- O primeiro-ministro recebe, às 15h, a líder da oposição venezuelana María Corina Machado, após um Conselho de Ministros extraordinário convocado para a manhã.
- Machado esteve em Madrid entre sexta-feira e sábado, criticando Pedro Sánchez e líderes progressistas, ao mesmo tempo que elogiou Donald Trump e afirmou coordenar com Washington o regresso à Venezuela.
- Em conferência de imprensa em Madrid, afirmou que a Cimeira da Democracia, em Barcelona, mostrou que um encontro com Sánchez não era aconselhável, reagindo a declarações do presidente colombiano Gustavo Petro.
- A dirigente disse ter estado em Espanha por facto providencial, descrevendo reuniões com líderes conservadores espanhóis, sem contactos com o Governo socialista.
- Machado afirmou que está a discutir com Washington o seu regresso à Venezuela, assumindo riscos, e agradeceu a atuação dos EUA, referindo a operação que levou à captura de Nicolás Maduro; acusou a presidente venezuelana Delcy Rodríguez de representar o caos.
Mariá Corina Machado está em Portugal para um encontro com Montenegro, marcado para as 15h desta quarta-feira, logo após um Conselho de Ministros extraordinário. O objetivo deste encontro ainda não foi detalhado pelas partes envolvidas. A reunião ocorre no contexto de críticas a políticas venezuelanas e de relações com aliados internacionais.

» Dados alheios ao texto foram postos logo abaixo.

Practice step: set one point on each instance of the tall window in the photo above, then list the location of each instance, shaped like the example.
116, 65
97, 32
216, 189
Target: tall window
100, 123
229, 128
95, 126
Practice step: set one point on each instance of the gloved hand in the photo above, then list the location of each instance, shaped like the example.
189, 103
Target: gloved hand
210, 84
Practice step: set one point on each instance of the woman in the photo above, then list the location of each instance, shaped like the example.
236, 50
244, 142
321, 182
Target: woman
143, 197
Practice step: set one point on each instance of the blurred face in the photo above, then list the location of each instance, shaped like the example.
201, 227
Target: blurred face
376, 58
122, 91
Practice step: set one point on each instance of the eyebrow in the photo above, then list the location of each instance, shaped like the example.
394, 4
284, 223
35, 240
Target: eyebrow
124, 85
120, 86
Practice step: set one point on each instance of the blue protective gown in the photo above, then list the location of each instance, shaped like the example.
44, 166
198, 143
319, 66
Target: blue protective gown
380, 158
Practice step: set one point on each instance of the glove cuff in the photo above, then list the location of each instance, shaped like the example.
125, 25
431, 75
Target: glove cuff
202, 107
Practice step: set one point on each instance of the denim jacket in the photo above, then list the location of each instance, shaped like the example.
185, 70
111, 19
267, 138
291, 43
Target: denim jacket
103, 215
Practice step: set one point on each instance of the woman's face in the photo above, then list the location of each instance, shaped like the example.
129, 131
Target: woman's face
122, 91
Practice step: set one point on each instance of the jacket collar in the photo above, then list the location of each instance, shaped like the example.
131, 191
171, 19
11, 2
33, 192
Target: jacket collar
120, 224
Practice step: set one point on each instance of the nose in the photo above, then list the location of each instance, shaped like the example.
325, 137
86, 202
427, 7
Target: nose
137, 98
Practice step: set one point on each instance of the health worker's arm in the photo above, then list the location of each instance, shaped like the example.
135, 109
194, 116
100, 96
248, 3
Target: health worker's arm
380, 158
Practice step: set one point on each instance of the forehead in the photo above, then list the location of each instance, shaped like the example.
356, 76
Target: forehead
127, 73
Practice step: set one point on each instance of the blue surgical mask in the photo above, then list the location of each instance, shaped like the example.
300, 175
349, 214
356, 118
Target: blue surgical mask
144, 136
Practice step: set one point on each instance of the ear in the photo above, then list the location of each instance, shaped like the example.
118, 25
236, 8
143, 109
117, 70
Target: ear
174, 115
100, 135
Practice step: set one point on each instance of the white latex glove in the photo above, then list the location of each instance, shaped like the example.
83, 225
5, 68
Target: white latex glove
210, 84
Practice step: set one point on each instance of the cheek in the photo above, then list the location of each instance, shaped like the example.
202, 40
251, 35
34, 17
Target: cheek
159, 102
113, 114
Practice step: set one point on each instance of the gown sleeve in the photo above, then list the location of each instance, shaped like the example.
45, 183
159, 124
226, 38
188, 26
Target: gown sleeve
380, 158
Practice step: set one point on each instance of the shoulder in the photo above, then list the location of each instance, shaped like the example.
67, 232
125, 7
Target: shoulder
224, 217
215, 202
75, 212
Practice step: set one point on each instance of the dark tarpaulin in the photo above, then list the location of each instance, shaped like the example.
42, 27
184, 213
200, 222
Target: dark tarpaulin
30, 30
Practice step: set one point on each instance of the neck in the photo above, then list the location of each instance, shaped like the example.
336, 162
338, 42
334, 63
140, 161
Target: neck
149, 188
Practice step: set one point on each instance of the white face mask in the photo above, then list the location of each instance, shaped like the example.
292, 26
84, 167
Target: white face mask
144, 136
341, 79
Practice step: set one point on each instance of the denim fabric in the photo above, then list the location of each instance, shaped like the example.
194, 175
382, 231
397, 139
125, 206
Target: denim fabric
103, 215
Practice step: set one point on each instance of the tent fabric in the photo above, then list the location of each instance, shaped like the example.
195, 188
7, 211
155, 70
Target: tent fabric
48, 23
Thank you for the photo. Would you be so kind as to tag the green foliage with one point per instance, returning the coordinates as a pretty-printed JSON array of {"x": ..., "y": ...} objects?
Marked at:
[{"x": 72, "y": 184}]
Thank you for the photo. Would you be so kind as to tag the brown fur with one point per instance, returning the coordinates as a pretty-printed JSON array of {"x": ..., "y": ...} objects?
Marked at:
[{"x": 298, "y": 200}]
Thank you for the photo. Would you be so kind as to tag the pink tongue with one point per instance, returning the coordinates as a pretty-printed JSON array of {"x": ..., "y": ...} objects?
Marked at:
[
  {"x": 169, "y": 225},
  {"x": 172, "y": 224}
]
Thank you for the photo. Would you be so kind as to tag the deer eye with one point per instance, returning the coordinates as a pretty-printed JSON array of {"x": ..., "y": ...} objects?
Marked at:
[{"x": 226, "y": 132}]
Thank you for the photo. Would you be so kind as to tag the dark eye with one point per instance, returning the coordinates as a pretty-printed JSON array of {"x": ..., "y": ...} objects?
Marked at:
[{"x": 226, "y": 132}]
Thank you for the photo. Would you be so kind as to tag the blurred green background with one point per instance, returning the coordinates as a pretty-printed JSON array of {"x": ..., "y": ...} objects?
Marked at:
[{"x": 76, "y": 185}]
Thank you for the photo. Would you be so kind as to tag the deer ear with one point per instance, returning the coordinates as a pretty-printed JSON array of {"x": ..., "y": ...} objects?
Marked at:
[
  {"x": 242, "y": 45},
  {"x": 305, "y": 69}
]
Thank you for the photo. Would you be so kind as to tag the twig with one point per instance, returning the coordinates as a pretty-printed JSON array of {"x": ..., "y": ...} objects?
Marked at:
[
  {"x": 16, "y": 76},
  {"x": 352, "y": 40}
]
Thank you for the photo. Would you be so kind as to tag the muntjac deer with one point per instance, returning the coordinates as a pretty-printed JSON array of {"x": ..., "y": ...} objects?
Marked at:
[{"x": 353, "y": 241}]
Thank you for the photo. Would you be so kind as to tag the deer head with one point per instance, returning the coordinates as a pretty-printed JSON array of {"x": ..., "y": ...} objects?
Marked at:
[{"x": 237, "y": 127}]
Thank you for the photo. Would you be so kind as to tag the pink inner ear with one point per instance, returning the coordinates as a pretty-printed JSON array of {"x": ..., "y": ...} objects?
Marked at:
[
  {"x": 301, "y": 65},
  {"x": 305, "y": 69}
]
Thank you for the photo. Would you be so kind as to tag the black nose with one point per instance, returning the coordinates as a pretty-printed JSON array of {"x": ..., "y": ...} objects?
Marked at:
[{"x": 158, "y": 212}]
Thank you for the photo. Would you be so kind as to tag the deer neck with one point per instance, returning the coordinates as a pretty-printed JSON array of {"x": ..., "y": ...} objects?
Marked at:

A líder da oposição venezuelana esteve em Madrid entre sexta e sábado, onde criticou o primeiro-ministro espanhol Pedro Sánchez e líderes de esquerda latino-americanos. Em contrapartida, elogiou o presidente dos EUA, Donald Trump, e afirmou estar a coordenar com Washington o seu regresso à Venezuela.
Machado explicou que a presença em Espanha coincidiu com encontros com governantes conservadores, mas não com o Governo espanhol. Em Madrid, justificou que o encontro na Catalunha com representantes de diferentes espectros não foi intencional, mas providencial para os seus objetivos políticos.
A dirigente venezuelana assumiu uma postura menos confrontacional com os Estados Unidos, destacando que Trump foi o único líder a arriscar a vida pela liberdade da Venezuela. Agradeceu a atuação norte-americana, aludindo à operação que resultou na captura de Nicolás Maduro, em janeiro.
Sobre a atual presidente venezuelana, Delcy Rodríguez, Machado acusou-a de representar caos, violência e terror. Defendeu uma via de transição pacífica, distinguindo o seu movimento das ações do governo em exercício.
No âmbito da agenda em Portugal, Machado não confirmou detalhes sobre a cooperação com Montenegro. Mantém o foco em fortalecer alianças internacionais que, segundo afirma, ajudam a sustentar a oposição venezuelana.